Reyn took the stairs two at a time. A baby was crying, the most beautiful sound in the world to his ears.
Maris sat up in bed, her glossy hair tucked up under a nightcap. Her cheeks were flushed and her eyes sparkled. One would never know she’d been writhing in agony for seven hours. “A girl this time, Reyn. Isn’t she pretty?”

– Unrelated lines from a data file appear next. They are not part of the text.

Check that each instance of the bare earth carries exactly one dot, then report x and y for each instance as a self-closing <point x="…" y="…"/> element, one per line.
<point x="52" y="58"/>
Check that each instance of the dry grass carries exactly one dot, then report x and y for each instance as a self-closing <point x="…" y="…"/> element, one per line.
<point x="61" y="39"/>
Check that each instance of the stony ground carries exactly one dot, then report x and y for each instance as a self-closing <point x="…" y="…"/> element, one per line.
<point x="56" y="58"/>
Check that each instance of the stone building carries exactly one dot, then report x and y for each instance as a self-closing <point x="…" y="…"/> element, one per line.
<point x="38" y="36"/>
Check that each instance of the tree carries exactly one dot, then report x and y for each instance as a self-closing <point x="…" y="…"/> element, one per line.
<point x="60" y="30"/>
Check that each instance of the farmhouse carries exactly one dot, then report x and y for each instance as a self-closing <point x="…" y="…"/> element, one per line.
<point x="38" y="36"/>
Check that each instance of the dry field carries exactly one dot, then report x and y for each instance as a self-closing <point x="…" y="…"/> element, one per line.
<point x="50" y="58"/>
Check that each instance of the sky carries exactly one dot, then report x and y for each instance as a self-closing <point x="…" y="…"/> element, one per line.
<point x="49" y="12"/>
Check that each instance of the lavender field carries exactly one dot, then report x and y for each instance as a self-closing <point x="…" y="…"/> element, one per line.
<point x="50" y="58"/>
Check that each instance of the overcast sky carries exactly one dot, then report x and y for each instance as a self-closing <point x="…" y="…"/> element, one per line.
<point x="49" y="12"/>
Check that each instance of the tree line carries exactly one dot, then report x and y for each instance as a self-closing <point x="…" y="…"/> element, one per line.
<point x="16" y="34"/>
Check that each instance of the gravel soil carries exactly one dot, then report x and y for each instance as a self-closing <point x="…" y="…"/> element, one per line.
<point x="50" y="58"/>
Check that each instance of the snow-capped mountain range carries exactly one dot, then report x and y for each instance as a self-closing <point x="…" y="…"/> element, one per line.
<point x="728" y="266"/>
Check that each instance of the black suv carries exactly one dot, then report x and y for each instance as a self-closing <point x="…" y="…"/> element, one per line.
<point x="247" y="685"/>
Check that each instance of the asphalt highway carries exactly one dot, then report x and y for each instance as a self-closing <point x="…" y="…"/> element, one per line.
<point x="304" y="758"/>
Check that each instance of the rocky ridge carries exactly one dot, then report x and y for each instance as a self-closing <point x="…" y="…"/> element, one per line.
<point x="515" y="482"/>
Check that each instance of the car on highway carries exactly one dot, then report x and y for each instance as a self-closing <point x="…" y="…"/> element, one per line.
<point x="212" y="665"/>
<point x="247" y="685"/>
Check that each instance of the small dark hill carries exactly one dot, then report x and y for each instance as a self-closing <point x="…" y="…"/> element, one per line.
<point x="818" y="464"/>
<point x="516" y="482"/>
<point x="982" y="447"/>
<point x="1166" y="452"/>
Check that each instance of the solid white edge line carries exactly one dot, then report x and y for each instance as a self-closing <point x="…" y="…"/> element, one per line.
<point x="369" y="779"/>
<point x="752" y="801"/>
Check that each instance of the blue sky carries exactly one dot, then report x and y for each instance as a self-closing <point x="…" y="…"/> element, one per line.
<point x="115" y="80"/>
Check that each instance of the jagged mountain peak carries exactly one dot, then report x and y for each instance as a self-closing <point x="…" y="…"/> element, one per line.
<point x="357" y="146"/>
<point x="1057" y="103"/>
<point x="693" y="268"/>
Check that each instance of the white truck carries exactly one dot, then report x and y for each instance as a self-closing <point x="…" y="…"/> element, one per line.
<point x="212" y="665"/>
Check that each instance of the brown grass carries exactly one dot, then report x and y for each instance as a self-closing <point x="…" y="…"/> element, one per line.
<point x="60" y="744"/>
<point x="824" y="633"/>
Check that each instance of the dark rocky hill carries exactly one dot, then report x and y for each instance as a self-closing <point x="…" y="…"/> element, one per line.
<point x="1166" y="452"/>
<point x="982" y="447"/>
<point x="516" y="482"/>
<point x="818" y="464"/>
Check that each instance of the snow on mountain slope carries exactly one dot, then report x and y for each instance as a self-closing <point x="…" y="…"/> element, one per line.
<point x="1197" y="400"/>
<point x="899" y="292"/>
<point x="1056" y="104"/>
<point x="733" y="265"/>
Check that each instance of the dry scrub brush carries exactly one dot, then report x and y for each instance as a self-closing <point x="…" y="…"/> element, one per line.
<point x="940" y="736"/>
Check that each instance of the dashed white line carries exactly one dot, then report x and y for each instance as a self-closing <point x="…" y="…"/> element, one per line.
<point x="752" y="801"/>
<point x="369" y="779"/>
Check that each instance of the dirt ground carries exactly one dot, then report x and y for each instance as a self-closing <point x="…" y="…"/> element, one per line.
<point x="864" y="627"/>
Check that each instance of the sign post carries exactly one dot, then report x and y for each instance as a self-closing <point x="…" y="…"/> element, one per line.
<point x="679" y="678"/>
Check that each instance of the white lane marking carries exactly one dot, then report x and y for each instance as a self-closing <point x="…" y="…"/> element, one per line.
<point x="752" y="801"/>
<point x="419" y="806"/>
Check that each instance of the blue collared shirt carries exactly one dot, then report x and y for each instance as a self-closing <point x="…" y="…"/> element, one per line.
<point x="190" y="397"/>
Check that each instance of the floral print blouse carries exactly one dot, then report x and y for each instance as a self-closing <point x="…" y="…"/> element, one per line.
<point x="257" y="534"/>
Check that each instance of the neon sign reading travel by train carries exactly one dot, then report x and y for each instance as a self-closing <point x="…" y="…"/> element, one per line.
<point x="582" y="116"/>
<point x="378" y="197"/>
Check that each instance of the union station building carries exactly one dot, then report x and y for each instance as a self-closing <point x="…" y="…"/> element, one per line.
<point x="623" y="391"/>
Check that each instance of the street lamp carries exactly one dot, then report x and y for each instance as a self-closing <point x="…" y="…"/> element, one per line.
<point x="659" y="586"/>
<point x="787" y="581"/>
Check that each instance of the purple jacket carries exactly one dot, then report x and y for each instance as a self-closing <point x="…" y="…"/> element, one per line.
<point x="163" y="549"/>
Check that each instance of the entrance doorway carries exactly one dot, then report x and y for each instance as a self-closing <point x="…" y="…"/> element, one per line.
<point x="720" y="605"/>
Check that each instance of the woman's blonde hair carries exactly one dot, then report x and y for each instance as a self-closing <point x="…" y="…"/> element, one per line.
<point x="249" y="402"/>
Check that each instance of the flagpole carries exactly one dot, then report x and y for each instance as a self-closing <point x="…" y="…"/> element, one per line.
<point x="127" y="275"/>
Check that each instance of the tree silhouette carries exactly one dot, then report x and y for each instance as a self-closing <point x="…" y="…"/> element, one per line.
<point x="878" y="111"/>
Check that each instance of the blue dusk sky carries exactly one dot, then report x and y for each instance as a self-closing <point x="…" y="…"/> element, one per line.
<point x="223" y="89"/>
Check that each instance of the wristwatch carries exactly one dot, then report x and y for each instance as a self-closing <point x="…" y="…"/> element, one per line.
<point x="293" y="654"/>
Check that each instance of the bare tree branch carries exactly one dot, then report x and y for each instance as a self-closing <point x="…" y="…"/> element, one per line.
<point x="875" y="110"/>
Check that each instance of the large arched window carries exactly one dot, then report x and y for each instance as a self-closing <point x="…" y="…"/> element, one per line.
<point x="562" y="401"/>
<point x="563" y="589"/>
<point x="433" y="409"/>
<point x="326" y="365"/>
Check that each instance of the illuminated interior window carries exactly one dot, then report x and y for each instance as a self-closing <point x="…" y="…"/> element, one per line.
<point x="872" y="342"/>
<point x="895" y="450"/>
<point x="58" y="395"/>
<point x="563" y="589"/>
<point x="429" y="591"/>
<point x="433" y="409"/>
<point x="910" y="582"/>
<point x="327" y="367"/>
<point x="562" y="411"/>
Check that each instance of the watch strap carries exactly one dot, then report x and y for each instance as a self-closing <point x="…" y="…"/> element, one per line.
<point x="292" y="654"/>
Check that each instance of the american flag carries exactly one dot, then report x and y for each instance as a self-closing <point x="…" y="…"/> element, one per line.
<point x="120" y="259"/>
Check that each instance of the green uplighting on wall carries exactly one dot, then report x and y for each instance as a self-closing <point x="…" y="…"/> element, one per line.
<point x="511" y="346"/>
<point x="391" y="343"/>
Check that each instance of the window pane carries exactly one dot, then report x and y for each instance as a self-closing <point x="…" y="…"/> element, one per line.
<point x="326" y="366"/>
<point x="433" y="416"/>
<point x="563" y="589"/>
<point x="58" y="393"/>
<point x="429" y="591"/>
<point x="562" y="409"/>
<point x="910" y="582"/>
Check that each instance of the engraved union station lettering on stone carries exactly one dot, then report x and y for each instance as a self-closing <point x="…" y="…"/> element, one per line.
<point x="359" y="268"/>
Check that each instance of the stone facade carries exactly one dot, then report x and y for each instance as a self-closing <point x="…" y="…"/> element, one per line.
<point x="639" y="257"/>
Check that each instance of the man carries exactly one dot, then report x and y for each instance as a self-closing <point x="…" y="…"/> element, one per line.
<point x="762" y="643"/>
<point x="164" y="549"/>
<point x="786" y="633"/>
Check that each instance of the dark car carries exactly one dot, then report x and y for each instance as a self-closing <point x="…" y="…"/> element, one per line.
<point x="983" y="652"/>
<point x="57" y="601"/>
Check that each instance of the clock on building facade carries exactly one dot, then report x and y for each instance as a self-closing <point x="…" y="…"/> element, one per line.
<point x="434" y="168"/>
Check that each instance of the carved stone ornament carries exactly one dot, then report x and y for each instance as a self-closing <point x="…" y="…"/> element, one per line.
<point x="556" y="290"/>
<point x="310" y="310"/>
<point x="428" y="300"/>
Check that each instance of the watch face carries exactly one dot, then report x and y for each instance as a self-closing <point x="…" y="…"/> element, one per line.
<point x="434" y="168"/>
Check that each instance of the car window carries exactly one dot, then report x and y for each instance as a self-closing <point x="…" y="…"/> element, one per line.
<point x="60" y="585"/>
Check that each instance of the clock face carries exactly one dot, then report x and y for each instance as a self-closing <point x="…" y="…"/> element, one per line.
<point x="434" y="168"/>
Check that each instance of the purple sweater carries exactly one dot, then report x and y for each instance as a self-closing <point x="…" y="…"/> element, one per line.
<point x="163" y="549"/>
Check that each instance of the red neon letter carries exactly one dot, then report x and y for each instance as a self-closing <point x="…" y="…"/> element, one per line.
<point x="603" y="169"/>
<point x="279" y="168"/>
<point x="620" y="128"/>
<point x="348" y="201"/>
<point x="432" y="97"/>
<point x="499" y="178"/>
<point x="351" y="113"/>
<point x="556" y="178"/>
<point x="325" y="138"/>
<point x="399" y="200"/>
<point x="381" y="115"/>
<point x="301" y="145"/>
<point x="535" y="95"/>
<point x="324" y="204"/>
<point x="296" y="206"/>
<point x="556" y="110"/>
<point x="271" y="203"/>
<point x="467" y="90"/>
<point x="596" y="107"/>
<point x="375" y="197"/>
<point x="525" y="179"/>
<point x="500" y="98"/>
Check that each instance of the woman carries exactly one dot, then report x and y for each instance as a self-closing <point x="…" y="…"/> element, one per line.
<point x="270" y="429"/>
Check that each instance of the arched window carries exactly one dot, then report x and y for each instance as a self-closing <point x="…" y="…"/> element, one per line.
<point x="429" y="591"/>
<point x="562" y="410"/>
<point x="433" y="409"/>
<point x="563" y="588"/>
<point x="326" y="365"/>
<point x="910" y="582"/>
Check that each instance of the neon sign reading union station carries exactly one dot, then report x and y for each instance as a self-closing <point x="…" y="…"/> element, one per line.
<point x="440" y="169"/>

Reyn peeked at the tiny bundle lying in the cradle. She was clean and pink, and Reyn felt a spasm of guilt. Maris knew how the sight of blood and gore on his newborn babies absolutely terrified him. Odd that he was so adept when it came to equine infants.
“She’s a beauty, like her mother.” Reyn sat on the bed, noting the sheets had been changed too. He was pathetic, he really was, but the idea of Maris in pain paralyzed him.
There was a word for him—uxorious. He had come across it in a book he was making himself read, and had not known the meaning at first. It meant excessively devoted to one’s wife. Guilty as charged.